With all of this said, the details on paper always show the best case scenario so let's check out some benchmarks to see how they really stack up.
First test is ATTO Disk Benchmark and the results are validating the speeds that Kioxia advertises, these are within a few hundred MB per second. Interestingly enough both Sabrent and Samsung deliver slightly lower speeds when compared to advertised. Sabrent comes about 600 MB short on the read but surpasses on the write speeds and Samsung is about 700 MB short on the read speed.
Next we delve deeper in Crystal Disk Mark benchmark, where we are running “real” profile with a test size of 1GB, and we find Kioxia drive is a little faster as compared to Sabrent drive but when we look at Samsung drive, we find that both of gen 3 drives are blown out of the water.
After changing the test to 8GB size we find basically the same results on Sabrent and Samsung drives but sequential write speeds on the Kioxia drive plummets down.
There is a good reason for this.
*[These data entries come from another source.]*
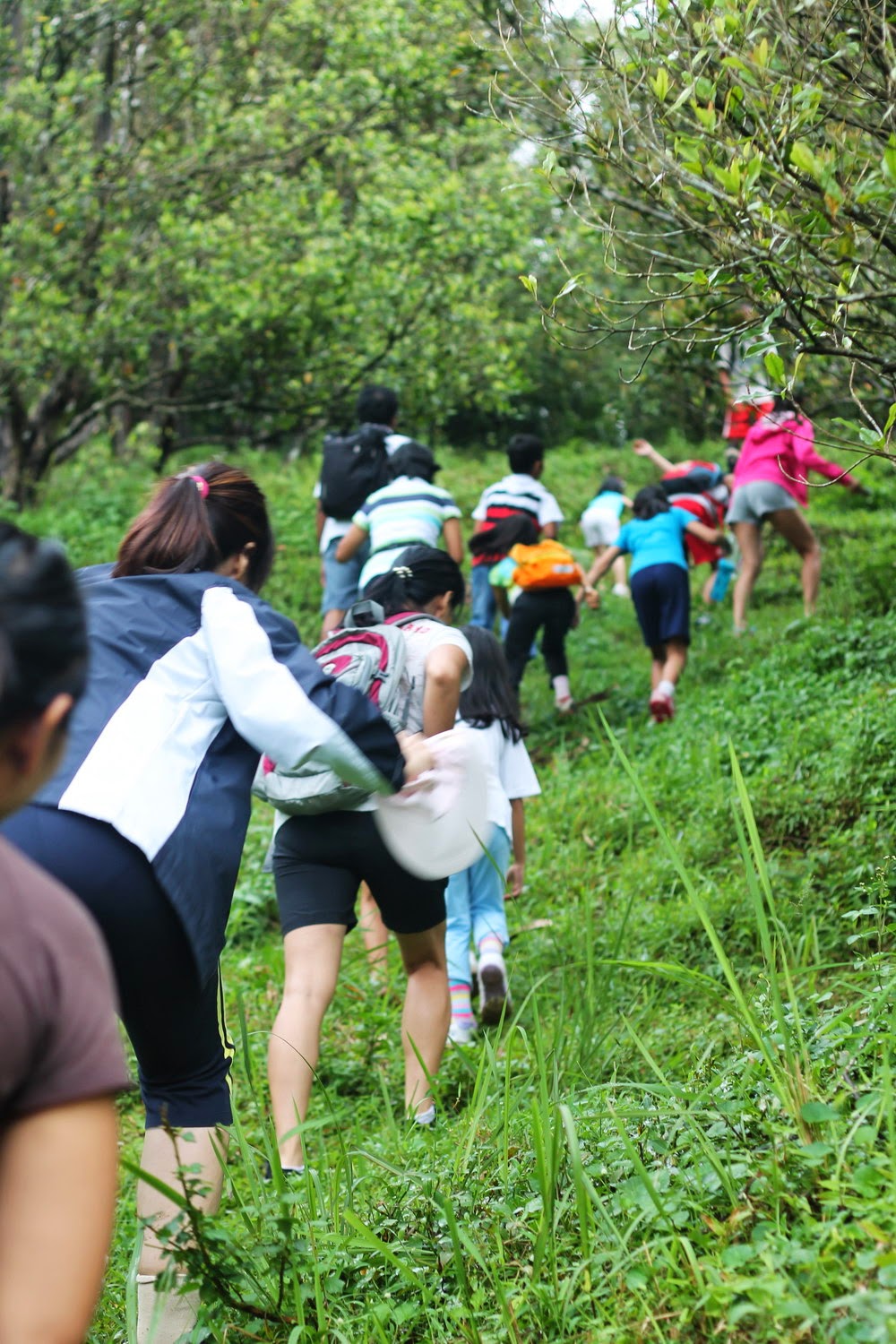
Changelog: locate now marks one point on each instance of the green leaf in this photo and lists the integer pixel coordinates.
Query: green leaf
(659, 83)
(775, 367)
(818, 1113)
(573, 282)
(890, 161)
(805, 159)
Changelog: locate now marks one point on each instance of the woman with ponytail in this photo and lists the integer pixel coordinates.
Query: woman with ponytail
(322, 860)
(191, 677)
(61, 1056)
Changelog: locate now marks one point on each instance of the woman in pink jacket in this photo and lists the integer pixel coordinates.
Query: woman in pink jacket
(770, 484)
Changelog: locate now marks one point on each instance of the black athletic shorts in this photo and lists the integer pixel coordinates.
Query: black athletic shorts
(320, 863)
(177, 1023)
(661, 596)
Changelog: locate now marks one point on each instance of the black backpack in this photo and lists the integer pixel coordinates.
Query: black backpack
(354, 467)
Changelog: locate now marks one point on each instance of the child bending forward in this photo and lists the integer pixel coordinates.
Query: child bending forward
(476, 898)
(659, 586)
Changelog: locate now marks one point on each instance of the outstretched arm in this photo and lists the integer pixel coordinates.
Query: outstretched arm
(713, 535)
(452, 539)
(643, 449)
(602, 564)
(516, 873)
(445, 668)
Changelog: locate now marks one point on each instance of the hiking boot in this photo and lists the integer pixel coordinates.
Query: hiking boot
(495, 999)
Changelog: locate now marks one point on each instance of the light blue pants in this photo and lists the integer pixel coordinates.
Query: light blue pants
(474, 900)
(482, 601)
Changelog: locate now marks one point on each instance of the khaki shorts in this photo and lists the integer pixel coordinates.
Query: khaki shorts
(754, 502)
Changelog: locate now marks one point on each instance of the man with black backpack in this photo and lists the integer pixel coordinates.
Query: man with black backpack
(352, 468)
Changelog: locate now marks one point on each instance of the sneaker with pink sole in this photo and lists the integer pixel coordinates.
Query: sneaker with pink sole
(495, 997)
(661, 706)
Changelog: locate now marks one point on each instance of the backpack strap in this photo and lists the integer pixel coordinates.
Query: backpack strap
(409, 617)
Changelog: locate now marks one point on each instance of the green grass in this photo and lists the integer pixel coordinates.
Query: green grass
(686, 1131)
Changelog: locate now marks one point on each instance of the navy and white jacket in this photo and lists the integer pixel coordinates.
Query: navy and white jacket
(193, 677)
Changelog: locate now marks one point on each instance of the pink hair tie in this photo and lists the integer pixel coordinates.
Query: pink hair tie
(202, 484)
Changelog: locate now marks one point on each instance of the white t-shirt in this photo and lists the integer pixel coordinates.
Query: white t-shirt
(522, 494)
(509, 771)
(422, 637)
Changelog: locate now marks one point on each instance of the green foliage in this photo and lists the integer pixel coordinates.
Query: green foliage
(737, 168)
(688, 1128)
(226, 220)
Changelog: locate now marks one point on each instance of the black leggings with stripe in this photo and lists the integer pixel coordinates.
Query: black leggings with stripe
(175, 1023)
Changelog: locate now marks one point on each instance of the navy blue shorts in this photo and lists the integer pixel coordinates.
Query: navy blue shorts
(320, 863)
(175, 1023)
(661, 596)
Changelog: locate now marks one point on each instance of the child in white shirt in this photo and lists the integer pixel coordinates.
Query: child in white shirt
(476, 897)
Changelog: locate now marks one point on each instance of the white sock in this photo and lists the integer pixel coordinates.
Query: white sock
(164, 1317)
(560, 688)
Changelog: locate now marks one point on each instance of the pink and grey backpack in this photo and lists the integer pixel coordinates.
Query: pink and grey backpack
(370, 653)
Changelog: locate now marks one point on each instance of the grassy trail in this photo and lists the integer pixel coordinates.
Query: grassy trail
(686, 1131)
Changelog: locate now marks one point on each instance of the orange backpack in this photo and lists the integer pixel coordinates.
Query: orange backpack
(546, 564)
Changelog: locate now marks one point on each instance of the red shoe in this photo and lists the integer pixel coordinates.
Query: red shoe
(661, 706)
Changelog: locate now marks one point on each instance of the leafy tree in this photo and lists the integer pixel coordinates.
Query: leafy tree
(735, 166)
(223, 220)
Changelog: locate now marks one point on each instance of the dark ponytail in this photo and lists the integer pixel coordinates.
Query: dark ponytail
(649, 502)
(490, 696)
(43, 637)
(195, 521)
(418, 574)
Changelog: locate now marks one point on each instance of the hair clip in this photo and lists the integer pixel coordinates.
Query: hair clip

Most modern TLC SSDs run in a dynamic mode where a portion of the drive is allocated for cashing. This portion of the drive works at a much higher speed and for normal day-to-day tasks can significantly improve performance, especially for small files or applications and while you are not using that data - the drive then in the background offloads it to the slower part making it ready to receive more.
In this scenario we pushed a larger load which saturated the cache and forced the drive to run at a lower speed. You might be asking - why did other drives not have this problem in this test? The answer here is actually pretty simple, our testbench here simulates a pretty standard system - it has few applications, a few games and other files. The total size is just over 450GB. As the other drives are twice the size, they have more space for the dynamic cache. This is why most SSDs slow down considerably when they get full. The real question should be - does this slow down in benchmarks also translate to real life examples?
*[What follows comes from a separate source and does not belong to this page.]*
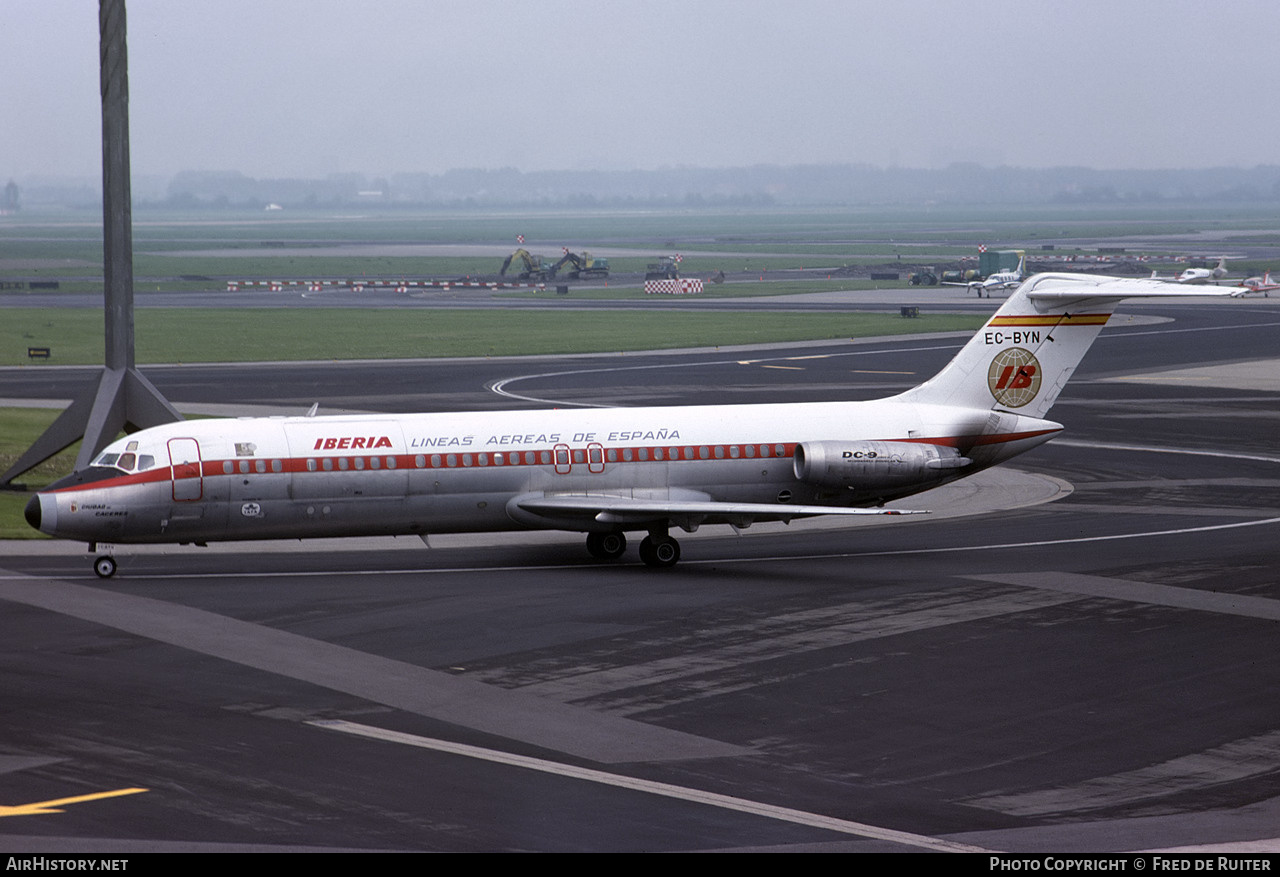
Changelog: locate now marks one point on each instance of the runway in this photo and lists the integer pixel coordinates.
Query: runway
(1087, 663)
For this we ran a few quick tests to see the real situation. We set up our test bench and cloned the operating system to ensure everything is exactly the same. The first test was booting into Windows and here Samsung drive came in at 15 seconds and both Kioxia and Sabrent took 18 seconds.
Next test is opening up a game, in this case we used Shadow of The Tomb Raider, and found Samsung in the lead but only by 0.5 to 1 seconds from the other two drives.
While in the game we also started the benchmark which loads up all the data for the level and found all three drives were within margin of error of each other.
As you can see, just because benchmarks show particular performance - it does not always translate exactly to the real world situations. In some cases an average user may not even notice the difference between one of the fastest NVME drives on the market and something that is fast enough. There will always be specific workflows where speed will make a difference, but this particular drive is aimed at a general public and here it will do just fine. Important to note - size does matter. Do try to get a drive larger than you need today to both maximise that dynamic cache and also ensure you have enough space for the files you intend to hold on it in the future.